Brain scans of individual patients also revealed evidence of increased communication between neurons in the cingulate cortex, a critical brain area for cognitive interaction.
“We’re now doing an extension study with the same patients – they did not want to give up their devices, none of them,” Arendash says. “They’re now getting treatment once a day, not twice a day, for four months.”
Further action required
Of course, the technology remains in very early stages. While it appears to be safe, the study included only eight people and followed them for a very short period of time. Extended research with a larger group of patients will be needed to ensure MemorEM doesn’t do any long-term harm to users.
The trial also cannot be considered as having adequately assessed effectiveness, with so few participants and no control group. One of the eight participants was not seen to gain any benefit from the treatment, so it seems unlikely it will work for everyone. Still, if subsequent study can recreate these results, MemorEM could prove to be a game changer for patients suffering from Alzheimer’s.
It’s also worth noting that the technology, even if it does work for Alzheimer’s, may not work for treating other forms of dementia. Frontotemporal dementia, for example, involves the aggregation of tau but not Aβ so may respond differently to MemorEM, while Lewy body dementia is caused by the aggregation of a third toxic protein called α-synuclein, which the study did not account for.

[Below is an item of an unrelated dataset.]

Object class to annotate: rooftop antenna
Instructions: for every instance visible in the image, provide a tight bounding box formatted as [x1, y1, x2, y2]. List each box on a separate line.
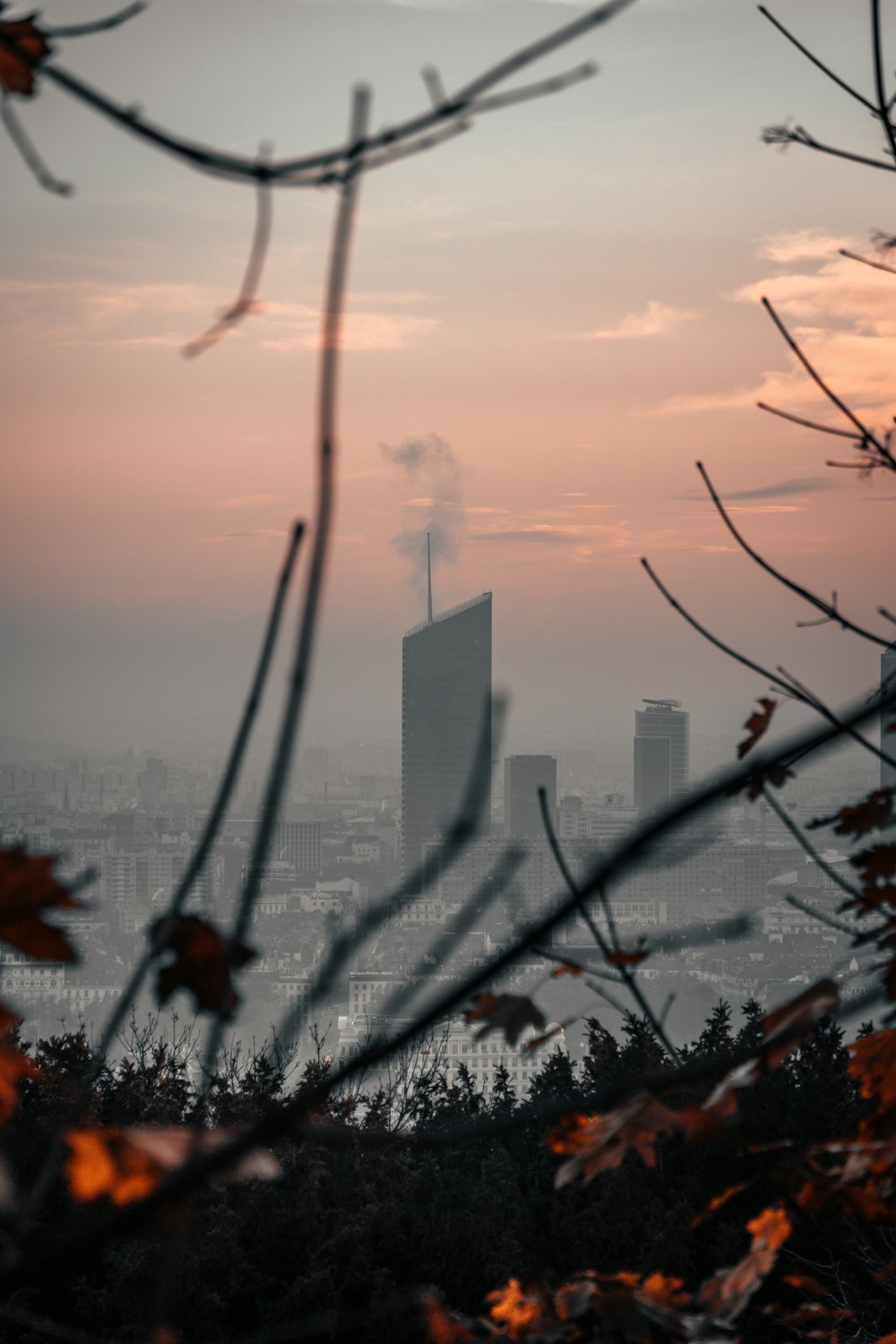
[426, 532, 433, 621]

Arendash, however, remains confident that MemorEM could disaggregate α-synuclein oligomers too, flagging as-yet unpublished data from one of the NeuroEM researchers which indicated this.
“We’d like to think that because we can disaggregate all three of these major toxic proteins within brain cells that we may be able to address more than just Alzheimer’s,” he says. “We could address other dementia variations and cognitive-related disorders like Parkinson’s disease, which has been linked to α-synuclein.
“We’re really focused now on Alzheimer’s and we really want to do our big pivotal trial to hopefully get FDA approval as the first therapeutic against Alzheimer’s. Then we’ll have the ability to spread out into some of these other neurologic disorders.”
NeuroEM hopes to see its device become commercially available by the first half of 2022. It has also submitted international patent applications, and hopes to secure the European CE mark alongside US Food and Drug Administration approval.